L'Open d’Australie est le premier Grand Chelem à l'expérimenter. Les juges de ligne sont remplacés par des caméras électroniques, équipées de capteurs. C'est une voix métallique, enregistrée, qui annonce la balle faute. Révolution, évolution, innovation ou aberration ? Les avis sont partagés. Novak Djokovic y est favorable, tout comme Adrian Mannarino : "Je préfère ne pas avoir de juge de ligne, et avoir des machines au bord du court, parce que ça empêche les joueurs de se plaindre. Si la machine dit faute, il y a faute, tu ne peux pas pester contre ça."

Un tennis sans âme

Mais d’autres joueurs dénoncent un tennis robotisé, sans âme ni émotion, privé de chaleur humaine. Alizé Cornet trouvait au départ l’expérience intéressante, avant de changer d’avis : "Au début, je trouvais ça super. Je m'étais dit que c'était de l'énergie en moins dépensée. On ne peut pas se battre avec la machine, donc il n'y a pas vraiment de doute, on peut passer au point suivant beaucoup plus rapidement. Mais au fur et à mesure des matchs, je trouve que ça déshumanise vachement le tennis. Moi ça m'est arrivé de parler avec des juges de ligne. Ils sont là, ce sont un peu nos collègues de travail."

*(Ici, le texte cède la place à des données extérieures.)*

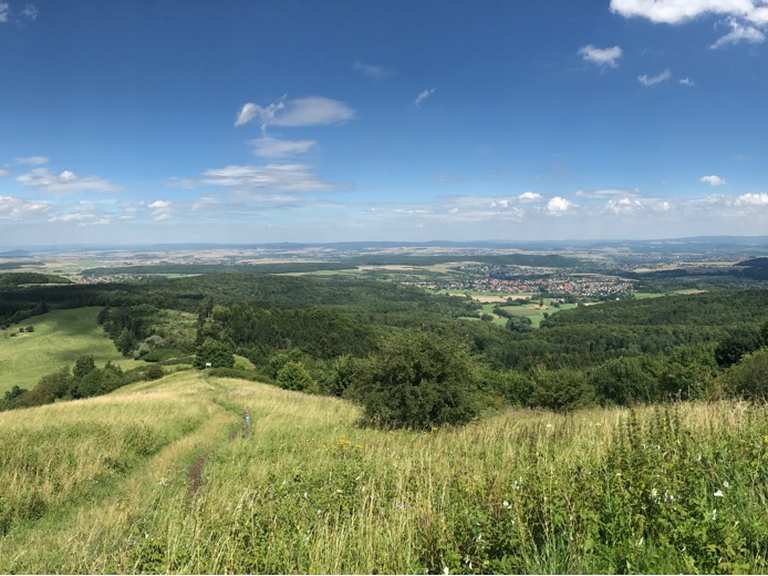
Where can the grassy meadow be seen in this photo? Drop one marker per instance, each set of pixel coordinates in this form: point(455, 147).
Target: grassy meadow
point(163, 477)
point(59, 338)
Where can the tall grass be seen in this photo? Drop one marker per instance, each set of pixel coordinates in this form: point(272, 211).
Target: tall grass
point(656, 490)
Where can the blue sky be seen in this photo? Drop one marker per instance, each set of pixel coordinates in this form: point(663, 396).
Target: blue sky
point(163, 121)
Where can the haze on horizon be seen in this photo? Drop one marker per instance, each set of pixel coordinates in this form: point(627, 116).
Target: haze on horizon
point(272, 121)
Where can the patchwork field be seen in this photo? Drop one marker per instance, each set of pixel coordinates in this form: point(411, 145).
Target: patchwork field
point(163, 477)
point(59, 338)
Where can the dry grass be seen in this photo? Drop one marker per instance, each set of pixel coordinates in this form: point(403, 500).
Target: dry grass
point(310, 491)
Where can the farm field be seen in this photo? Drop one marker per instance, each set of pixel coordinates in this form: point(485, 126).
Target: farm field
point(162, 477)
point(59, 338)
point(535, 312)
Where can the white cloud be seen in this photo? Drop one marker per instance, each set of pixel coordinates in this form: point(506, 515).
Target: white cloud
point(311, 111)
point(30, 12)
point(161, 210)
point(287, 177)
point(11, 207)
point(712, 180)
point(423, 96)
point(679, 11)
point(601, 56)
point(649, 81)
point(529, 197)
point(266, 147)
point(371, 71)
point(607, 192)
point(739, 33)
point(65, 181)
point(32, 160)
point(753, 199)
point(747, 18)
point(82, 218)
point(559, 205)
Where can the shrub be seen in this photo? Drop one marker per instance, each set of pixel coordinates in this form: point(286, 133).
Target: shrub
point(419, 381)
point(749, 378)
point(294, 376)
point(738, 343)
point(625, 381)
point(215, 353)
point(561, 390)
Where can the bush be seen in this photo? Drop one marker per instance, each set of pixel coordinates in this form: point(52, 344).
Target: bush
point(625, 381)
point(749, 378)
point(562, 390)
point(294, 376)
point(736, 345)
point(419, 381)
point(215, 353)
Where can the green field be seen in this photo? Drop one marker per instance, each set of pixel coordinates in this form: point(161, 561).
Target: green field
point(536, 312)
point(59, 338)
point(160, 477)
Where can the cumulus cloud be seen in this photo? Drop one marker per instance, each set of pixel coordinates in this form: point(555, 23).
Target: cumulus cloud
point(311, 111)
point(13, 208)
point(288, 177)
point(559, 205)
point(739, 33)
point(423, 96)
point(601, 56)
point(371, 71)
point(679, 11)
point(266, 147)
point(649, 81)
point(747, 18)
point(529, 197)
point(32, 160)
point(753, 199)
point(712, 180)
point(64, 181)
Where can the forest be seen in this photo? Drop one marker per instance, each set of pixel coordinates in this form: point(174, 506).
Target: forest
point(356, 338)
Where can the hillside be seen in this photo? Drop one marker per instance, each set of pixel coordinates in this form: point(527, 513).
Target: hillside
point(160, 477)
point(59, 337)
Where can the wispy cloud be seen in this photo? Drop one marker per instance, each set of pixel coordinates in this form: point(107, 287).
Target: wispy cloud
point(267, 147)
point(65, 181)
point(14, 208)
point(161, 210)
point(740, 33)
point(287, 177)
point(311, 111)
point(649, 81)
point(753, 199)
point(606, 57)
point(32, 160)
point(423, 96)
point(713, 180)
point(372, 71)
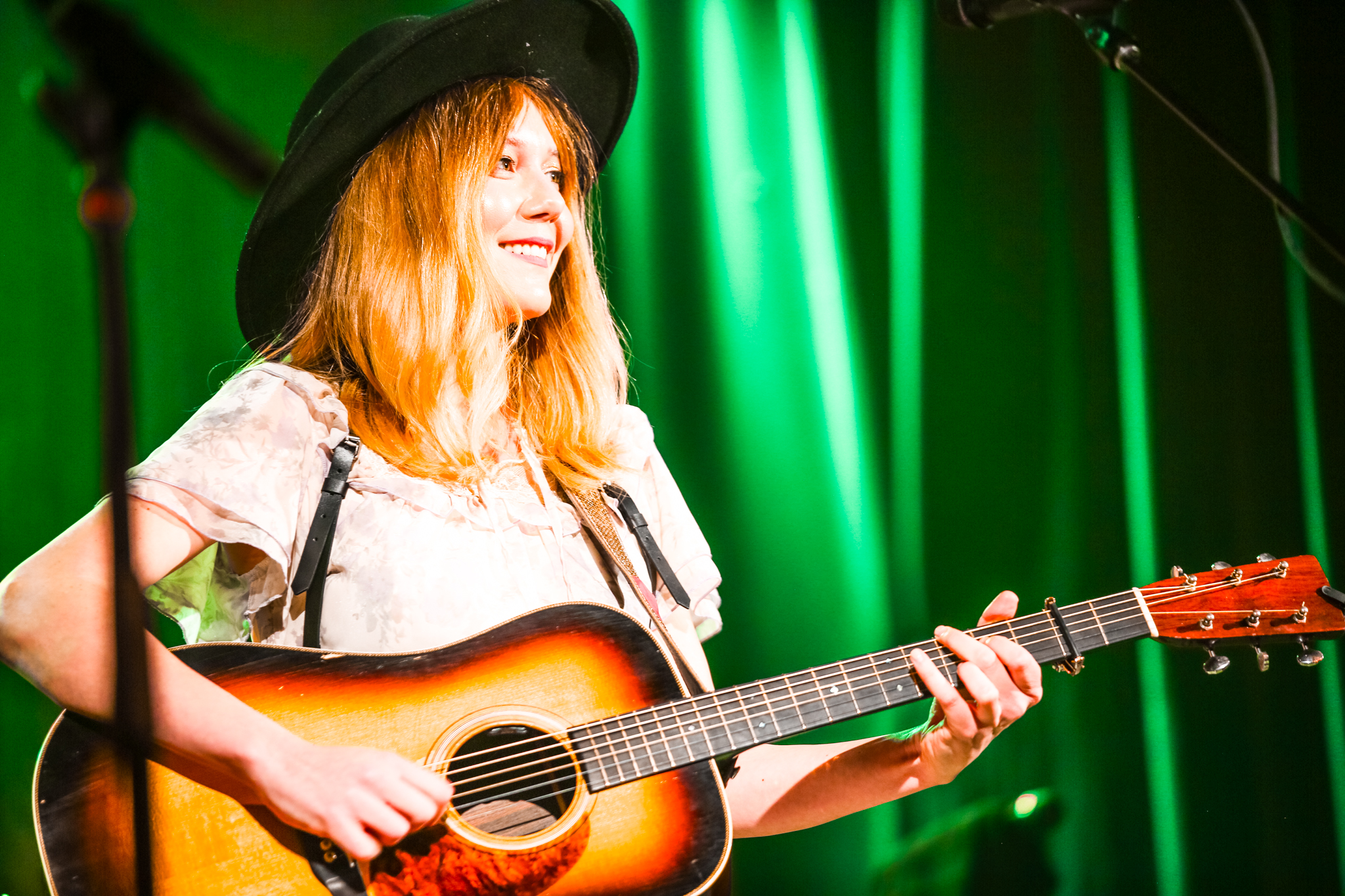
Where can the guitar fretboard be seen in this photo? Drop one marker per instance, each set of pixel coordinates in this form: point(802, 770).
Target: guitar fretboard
point(665, 736)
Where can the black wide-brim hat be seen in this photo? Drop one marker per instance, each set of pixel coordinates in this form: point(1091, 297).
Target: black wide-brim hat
point(583, 47)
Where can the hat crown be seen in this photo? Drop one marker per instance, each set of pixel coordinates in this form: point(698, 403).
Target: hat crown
point(359, 53)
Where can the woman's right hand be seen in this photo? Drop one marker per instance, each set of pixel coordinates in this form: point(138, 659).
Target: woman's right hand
point(362, 800)
point(55, 628)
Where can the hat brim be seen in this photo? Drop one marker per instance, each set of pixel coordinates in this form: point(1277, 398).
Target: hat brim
point(583, 47)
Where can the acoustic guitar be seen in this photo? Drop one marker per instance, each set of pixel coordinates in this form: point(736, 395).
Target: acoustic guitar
point(579, 762)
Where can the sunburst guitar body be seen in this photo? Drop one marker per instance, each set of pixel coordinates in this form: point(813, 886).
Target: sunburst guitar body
point(579, 762)
point(509, 695)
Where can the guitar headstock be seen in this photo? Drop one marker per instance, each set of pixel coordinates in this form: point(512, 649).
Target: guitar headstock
point(1255, 603)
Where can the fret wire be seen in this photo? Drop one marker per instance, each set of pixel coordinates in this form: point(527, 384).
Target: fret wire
point(1098, 620)
point(667, 762)
point(728, 735)
point(743, 716)
point(849, 688)
point(617, 756)
point(611, 754)
point(645, 736)
point(699, 729)
point(596, 759)
point(822, 695)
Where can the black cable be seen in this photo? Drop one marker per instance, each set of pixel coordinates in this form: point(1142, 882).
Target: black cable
point(1286, 227)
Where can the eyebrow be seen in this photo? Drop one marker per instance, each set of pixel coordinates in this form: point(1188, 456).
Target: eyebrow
point(510, 141)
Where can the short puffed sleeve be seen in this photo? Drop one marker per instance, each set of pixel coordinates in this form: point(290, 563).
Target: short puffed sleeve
point(241, 472)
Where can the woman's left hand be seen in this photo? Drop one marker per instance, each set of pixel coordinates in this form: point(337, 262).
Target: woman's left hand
point(1001, 681)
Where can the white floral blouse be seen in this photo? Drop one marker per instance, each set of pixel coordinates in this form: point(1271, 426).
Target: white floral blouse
point(414, 563)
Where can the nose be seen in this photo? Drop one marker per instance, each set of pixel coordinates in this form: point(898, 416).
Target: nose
point(544, 200)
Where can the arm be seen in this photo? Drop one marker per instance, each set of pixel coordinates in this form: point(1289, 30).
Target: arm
point(787, 788)
point(55, 629)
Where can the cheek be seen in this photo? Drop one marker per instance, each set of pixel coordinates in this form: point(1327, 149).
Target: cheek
point(567, 222)
point(495, 211)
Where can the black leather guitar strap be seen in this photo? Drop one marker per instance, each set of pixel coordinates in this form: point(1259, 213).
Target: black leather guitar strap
point(635, 523)
point(311, 575)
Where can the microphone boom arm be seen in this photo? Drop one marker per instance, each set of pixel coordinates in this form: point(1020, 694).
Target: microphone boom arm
point(1119, 51)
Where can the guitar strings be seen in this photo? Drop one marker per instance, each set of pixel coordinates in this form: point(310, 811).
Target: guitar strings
point(943, 661)
point(943, 658)
point(1074, 612)
point(611, 746)
point(1028, 626)
point(634, 761)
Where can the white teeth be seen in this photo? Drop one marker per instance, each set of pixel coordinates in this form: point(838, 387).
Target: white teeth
point(525, 249)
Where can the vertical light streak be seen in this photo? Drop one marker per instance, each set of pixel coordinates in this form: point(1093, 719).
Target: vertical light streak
point(630, 183)
point(817, 232)
point(827, 293)
point(1128, 286)
point(1314, 524)
point(1309, 444)
point(735, 184)
point(902, 82)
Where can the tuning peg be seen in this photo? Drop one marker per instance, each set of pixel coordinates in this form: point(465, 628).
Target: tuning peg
point(1215, 664)
point(1308, 656)
point(1262, 657)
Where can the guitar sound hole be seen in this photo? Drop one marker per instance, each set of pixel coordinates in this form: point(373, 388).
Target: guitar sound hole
point(512, 781)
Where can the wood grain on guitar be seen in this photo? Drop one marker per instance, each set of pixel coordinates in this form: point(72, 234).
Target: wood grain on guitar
point(580, 765)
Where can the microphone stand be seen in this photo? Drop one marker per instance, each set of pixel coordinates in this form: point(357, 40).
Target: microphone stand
point(1121, 53)
point(121, 79)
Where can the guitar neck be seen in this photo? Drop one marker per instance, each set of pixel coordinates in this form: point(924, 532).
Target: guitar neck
point(657, 739)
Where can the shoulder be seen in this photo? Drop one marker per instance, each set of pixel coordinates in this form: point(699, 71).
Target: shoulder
point(634, 437)
point(277, 389)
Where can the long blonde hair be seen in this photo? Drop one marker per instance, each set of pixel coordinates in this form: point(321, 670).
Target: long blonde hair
point(407, 320)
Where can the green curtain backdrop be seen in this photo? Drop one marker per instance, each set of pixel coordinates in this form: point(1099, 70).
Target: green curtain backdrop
point(917, 314)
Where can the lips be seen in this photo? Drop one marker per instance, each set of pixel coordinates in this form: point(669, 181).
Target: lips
point(535, 251)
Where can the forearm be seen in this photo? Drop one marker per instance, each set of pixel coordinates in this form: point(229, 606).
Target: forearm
point(778, 789)
point(57, 630)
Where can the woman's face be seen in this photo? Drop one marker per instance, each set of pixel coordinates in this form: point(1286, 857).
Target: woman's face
point(523, 214)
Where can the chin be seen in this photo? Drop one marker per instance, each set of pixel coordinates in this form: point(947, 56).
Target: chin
point(530, 309)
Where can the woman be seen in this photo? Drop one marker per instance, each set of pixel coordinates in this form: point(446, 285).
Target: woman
point(449, 312)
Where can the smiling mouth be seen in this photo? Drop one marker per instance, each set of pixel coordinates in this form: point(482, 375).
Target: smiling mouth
point(530, 253)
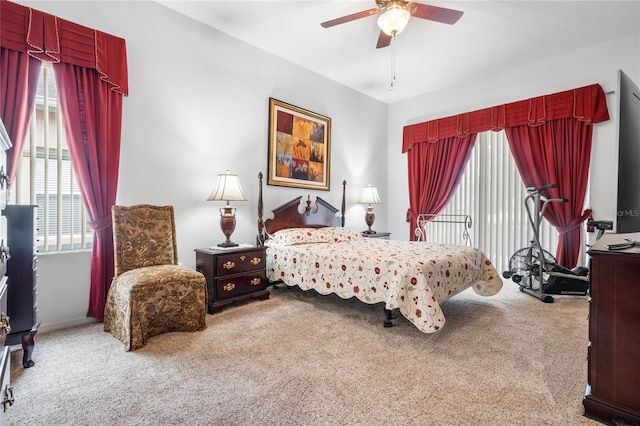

"Il y a une petite part d'histoire qui est en train de s'en aller avec cette robotisation des choses. En fait on se sent un peu seule !"

Alizé Cornet

à franceinfo

Les arbitres de chaise eux-même sont déresponsabilisés, estime Pierre Hugues Herbert : "Cela fait partie des mesures qui rendent la vie sur le circuit un peu moins chaleureuse. C'est vrai qu'être arbitré par une machine, ça ne me plaît pas forcément, il n'y a plus du tout de questionnement, un côté un peu moins spectacle. Même pour l'arbitre, en soi, on a le sentiment qu'il ne fait presque plus que compter les points. Je ne suis pas forcément pour qu'il n'y ait plus de juges de ligne, ce sont des jobs en moins, c'était des gens passionnés, qui faisaient leur taf à fond."

Des sponsors trop présents ?

L'une des conséquences directes de cet arbitrage électronique, c’est que les joueurs ne font plus appel à l’arbitrage vidéo, qui faisait pourtant partie du spectacle. "Les gens et les joueurs aimaient bien, je pense, confie Gilles Simon. C'était un bon mix d'avoir un recours à la vidéo trois fois, il se passait quelque chose. Là c'est sûr qu'il ne se passe rien."

"Je trouve que ça rend le truc un peu monotone. Un côté automatique, tu as l'impression qu'il ne peut plus rien se passer."

Gilles Simon

à franceinfo

Avec un tennis arbitré désormais par des robots, les joueurs deviennent aussi un peu comme des machines : "Ce n'est pas franchement agréable, tu as l'impression que tu es pressé tout le temps", regrette Gilles Simon.

De dérives en excès, et parce qu’en sport il y a toujours un aspect mercantile, certains imaginent déjà que les voix métalliques chargées d’annoncer la balle faute soit remplacées par des voix qui, au lieu de dire "faute", crient la marque d’un sponsor. Les joueurs sont consternés, à l'image d'Alizé Cornet, qui a peine à croire à ce projet : "Non, je ne peux pas le croire ! Mon dieu, j'aurais fini ma carrière d'ici là, parce que franchement, je ne sais pas si je serais capable de bien le vivre. Ils vont se faire beaucoup de blé avec ça. Là on est sur des niveaux de business... Il faut garder l'âme du sport, quand même."